Nikko Remigio

No. 81 – Kansas City Chiefs
- Positions: Wide receiver, return specialist
- Roster status: Active

Personal information
- Born: November 4, 1999 (age 26) Orange, California, U.S.
- Listed height: 5 ft 9 in (1.75 m)
- Listed weight: 187 lb (85 kg)

Career information
- High school: Mater Dei (Santa Ana, California)
- College: California (2018–2021) Fresno State (2022)
- NFL draft: 2023: undrafted

Career history
- Kansas City Chiefs (2023–present);

Awards and highlights
- Super Bowl champion (LVIII); Second-team All-Mountain West (2022);

Career NFL statistics as of 2025
- Rushing yards: 11
- Rushing average: 11
- Receptions: 3
- Receiving yards: 69
- Return yards: 1,331
- Stats at Pro Football Reference

= Nikko Remigio =

American football player (born 1999)

Nikko Remigio (born November 4, 1999) is an American professional football wide receiver and return specialist for the Kansas City Chiefs of the National Football League (NFL). He played college football for the California Golden Bears and Fresno State Bulldogs.

==Early life==
Remigio was born on November 4, 1999, in Orange, California, to an American mother of mixed Black and White descent from Pontiac, Michigan, and a father of Filipino descent from Southern California whose family immigrated from the cities of Iloilo and Muntinlupa in the Philippines.

==High school career==
Remigio attended Mater Dei High School in Santa Ana, California. In three seasons on varsity, he caught 111 passes for 1,695 yards and 19 touchdowns. On June 16, 2017, Remigio committed to play college football for the California Golden Bears over offers from USC and Wisconsin.

==College career==
Remigio played four seasons at California and made 97 receptions for 903 yards and 13 touchdowns. He also carried the ball 14 times for 75 yards and had 983 return yards and a kickoff return touchdown. Remigio's best season came in 2019 where he played in 12 games, hauling in 38 passes for 513 yards and three touchdowns. He also rushed for eight yards on three carries. After the conclusion of the 2021 season Remigio entered the transfer portal as a graduate transfer.

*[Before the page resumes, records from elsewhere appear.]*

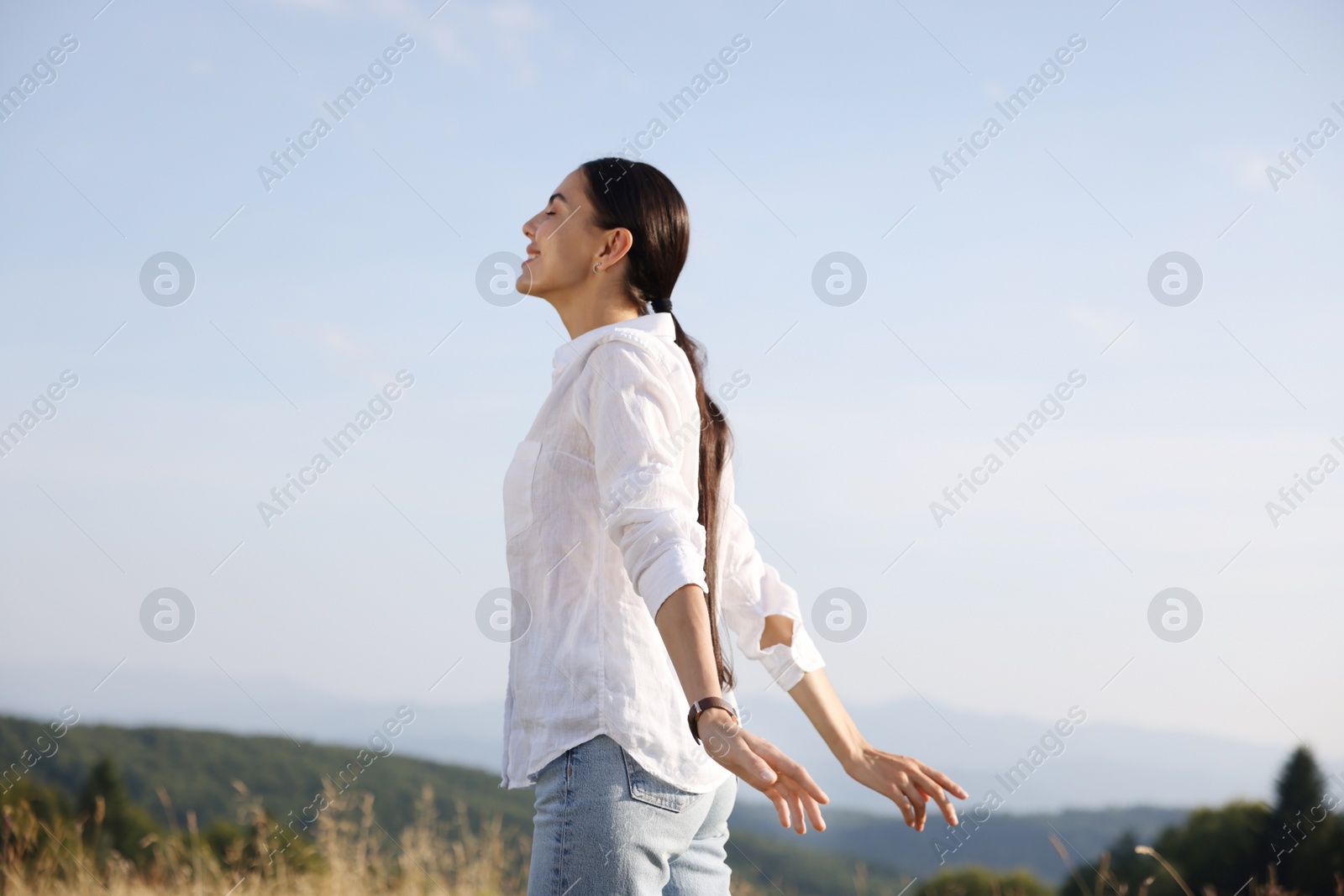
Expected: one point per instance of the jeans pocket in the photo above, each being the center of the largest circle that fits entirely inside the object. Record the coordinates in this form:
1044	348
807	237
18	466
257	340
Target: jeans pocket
648	788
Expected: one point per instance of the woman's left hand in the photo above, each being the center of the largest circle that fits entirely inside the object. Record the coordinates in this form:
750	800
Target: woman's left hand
907	782
765	768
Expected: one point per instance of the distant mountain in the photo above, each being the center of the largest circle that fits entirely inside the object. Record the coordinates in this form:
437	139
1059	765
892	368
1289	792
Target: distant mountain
197	770
1101	765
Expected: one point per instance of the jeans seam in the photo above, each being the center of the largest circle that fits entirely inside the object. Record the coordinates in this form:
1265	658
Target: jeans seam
566	820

Remigio transferred to Fresno State in 2022. In his lone season at Fresno State, he made 74 catches for 852 yards and six touchdowns, ran for 42 yards and two touchdowns on six carries, and returned 13 punts for 259 yards and two touchdowns. He earned second-team All-Mountain West Conference honors as a wide receiver and as a punt returner.

==Professional career==

After not being selected in the 2023 NFL draft, Remigio signed with the Kansas City Chiefs as an undrafted free agent. He was waived/injured on August 29, 2023 and placed on injured reserve. The Chiefs won Super Bowl LVIII against the San Francisco 49ers.

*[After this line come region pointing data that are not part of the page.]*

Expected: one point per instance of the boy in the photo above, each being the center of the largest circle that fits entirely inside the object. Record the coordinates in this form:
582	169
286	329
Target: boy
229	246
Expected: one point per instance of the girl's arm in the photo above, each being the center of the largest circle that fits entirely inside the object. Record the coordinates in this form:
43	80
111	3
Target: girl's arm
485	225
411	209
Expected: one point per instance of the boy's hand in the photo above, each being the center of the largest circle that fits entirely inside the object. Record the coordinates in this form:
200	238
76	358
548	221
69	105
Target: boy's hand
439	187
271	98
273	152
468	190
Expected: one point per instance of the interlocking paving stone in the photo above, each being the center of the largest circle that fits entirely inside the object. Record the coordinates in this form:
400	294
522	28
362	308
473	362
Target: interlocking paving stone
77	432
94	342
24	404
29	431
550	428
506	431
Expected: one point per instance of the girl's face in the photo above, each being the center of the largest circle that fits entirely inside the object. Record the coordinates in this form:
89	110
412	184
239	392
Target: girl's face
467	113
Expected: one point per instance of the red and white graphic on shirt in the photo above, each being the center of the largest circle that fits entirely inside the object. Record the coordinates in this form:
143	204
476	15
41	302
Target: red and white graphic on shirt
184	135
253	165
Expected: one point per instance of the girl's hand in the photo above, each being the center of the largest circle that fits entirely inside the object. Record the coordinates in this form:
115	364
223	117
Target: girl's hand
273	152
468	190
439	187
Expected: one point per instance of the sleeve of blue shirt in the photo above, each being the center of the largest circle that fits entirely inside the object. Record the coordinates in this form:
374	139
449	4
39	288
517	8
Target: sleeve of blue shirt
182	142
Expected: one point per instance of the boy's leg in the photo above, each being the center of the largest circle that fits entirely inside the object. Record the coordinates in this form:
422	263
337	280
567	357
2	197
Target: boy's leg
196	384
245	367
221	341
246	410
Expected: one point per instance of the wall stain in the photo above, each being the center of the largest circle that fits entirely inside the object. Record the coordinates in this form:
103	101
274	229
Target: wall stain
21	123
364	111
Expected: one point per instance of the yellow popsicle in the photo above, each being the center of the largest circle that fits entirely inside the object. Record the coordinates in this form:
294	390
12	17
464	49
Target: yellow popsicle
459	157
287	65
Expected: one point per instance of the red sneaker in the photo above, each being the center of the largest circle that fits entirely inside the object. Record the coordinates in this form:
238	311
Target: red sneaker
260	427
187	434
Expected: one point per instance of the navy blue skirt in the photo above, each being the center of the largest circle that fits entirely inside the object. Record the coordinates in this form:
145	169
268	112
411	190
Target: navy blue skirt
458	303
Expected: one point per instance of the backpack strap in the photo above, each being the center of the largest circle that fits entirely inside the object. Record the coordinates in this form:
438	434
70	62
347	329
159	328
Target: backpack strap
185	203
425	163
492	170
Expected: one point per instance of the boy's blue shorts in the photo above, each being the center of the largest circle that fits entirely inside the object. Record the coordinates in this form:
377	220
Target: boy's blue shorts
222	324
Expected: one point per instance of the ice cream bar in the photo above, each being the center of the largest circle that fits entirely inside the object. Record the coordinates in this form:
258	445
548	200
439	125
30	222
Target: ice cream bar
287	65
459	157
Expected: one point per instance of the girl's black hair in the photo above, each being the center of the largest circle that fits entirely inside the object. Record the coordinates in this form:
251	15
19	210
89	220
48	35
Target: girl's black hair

Remigio was waived by the Chiefs on August 27, 2024, and re-signed to the practice squad. On December 7, he was promoted to the active roster. On January 26, 2025, Remigio’s 44-yard punt return helped the Chiefs secure victory in the AFC Championship Game and return to the Super Bowl.

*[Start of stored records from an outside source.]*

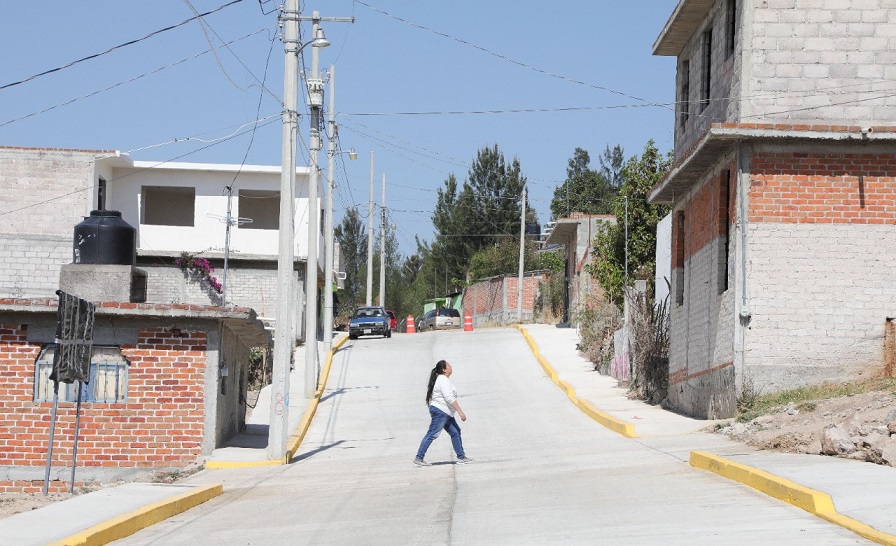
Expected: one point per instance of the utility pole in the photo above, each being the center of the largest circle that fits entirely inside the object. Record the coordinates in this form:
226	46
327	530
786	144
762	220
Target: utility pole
369	299
519	290
283	335
328	224
315	102
383	246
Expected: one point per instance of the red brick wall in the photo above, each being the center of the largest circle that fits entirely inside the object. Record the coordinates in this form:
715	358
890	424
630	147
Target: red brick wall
486	298
706	216
160	425
823	188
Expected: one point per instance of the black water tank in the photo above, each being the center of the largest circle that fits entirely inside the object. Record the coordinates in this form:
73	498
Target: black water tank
104	238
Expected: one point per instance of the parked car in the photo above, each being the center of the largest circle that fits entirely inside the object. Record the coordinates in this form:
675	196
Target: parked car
393	320
369	321
441	318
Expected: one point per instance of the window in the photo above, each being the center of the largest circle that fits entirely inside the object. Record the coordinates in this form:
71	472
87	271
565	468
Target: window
679	260
731	24
725	225
101	194
168	206
262	207
707	68
685	95
108	377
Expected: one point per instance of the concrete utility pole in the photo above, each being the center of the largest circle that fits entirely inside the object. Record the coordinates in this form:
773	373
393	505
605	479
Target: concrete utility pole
315	102
328	224
519	288
370	239
283	335
383	246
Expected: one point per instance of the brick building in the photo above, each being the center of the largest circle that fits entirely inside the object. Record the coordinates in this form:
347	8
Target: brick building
166	388
495	300
175	207
783	193
576	234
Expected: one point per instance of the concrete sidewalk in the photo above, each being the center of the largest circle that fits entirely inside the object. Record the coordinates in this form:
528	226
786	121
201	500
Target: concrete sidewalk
858	496
112	513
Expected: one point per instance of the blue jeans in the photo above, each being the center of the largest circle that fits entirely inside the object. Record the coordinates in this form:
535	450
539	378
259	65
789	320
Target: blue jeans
440	421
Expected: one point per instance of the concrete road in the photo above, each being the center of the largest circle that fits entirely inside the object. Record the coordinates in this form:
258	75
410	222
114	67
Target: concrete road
544	473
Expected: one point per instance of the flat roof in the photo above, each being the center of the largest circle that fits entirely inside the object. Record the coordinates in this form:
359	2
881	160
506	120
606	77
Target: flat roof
681	26
722	138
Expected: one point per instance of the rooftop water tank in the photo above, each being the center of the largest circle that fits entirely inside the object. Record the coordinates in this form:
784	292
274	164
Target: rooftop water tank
104	238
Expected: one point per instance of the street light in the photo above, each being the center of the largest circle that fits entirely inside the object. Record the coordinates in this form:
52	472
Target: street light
283	335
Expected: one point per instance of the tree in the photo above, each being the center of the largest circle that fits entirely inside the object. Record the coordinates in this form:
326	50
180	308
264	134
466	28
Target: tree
483	212
611	162
352	237
638	176
586	190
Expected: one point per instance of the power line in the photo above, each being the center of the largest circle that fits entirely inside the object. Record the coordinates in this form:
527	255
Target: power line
125	82
114	48
506	58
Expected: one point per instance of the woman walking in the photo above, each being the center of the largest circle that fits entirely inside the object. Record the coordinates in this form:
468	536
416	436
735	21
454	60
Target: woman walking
442	400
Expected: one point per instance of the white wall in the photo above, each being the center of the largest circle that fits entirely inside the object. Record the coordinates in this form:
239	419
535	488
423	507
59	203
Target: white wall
663	258
208	230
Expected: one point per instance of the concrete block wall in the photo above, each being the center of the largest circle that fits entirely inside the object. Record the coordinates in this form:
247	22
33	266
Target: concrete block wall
820	61
30	264
701	353
822	268
43	194
159	426
726	74
253	287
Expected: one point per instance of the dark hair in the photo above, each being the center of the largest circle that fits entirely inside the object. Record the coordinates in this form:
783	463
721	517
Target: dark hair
437	371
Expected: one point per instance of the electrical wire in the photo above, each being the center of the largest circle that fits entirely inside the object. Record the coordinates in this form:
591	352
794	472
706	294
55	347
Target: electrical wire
114	48
125	82
506	58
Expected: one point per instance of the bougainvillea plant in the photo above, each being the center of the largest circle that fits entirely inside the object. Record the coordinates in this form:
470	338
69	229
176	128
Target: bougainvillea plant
199	267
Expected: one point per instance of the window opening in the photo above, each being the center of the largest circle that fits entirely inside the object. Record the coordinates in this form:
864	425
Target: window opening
262	206
108	377
724	211
101	194
168	206
732	25
685	95
707	68
680	257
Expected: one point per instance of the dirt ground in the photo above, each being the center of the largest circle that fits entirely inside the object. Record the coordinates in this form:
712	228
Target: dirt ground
793	429
800	429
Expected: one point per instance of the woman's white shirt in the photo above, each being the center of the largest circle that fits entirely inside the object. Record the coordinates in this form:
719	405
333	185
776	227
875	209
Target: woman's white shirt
443	394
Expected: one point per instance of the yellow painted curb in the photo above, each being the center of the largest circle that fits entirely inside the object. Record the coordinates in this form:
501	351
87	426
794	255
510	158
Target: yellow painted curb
128	524
305	423
616	425
225	465
815	502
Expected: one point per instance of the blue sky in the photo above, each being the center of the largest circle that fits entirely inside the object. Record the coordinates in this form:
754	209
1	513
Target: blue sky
581	70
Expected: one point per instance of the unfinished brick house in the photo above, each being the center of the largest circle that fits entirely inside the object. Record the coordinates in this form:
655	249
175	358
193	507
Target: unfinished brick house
576	234
169	369
783	193
166	388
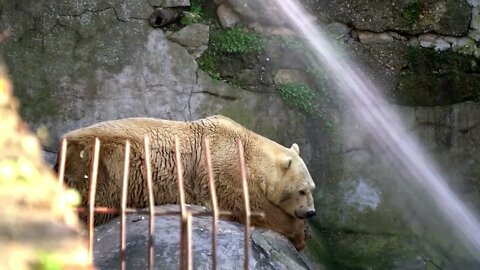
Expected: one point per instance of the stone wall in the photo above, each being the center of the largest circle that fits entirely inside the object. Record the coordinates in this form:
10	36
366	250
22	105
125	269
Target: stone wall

Remigio made 14 appearances for Kansas City during the 2025 season, recording one reception for 21 yards while operating as the team's primary return man. On December 25, 2025, Remigio was placed on season-ending injured reserve due to a knee injury.

On March 10, 2026, Remigio re-signed with the Chiefs.

Pre-draft measurables
| Height | Weight | Arm length | Hand span | Wingspan | 40-yard dash | 10-yard split | 20-yard split | 20-yard shuttle | Three-cone drill | Vertical jump | Broad jump | Bench press |
| 5 ft 9 in (1.75 m) | 187 lb (85 kg) | 29+3⁄4 in (0.76 m) | 8+1⁄2 in (0.22 m) | 5 ft 11+5⁄8 in (1.82 m) | 4.56 s | 1.57 s | 2.61 s | 4.33 s | 7.20 s | 36.0 in (0.91 m) | 10 ft 1 in (3.07 m) | 19 reps |
All values from Pro Day

==Personal life==
Remigio has two younger brothers. He is currently married to Filipino professional track athlete Maureen Schrijvers, who represents the Philippines in the women's 400m dash and 4x400m relay.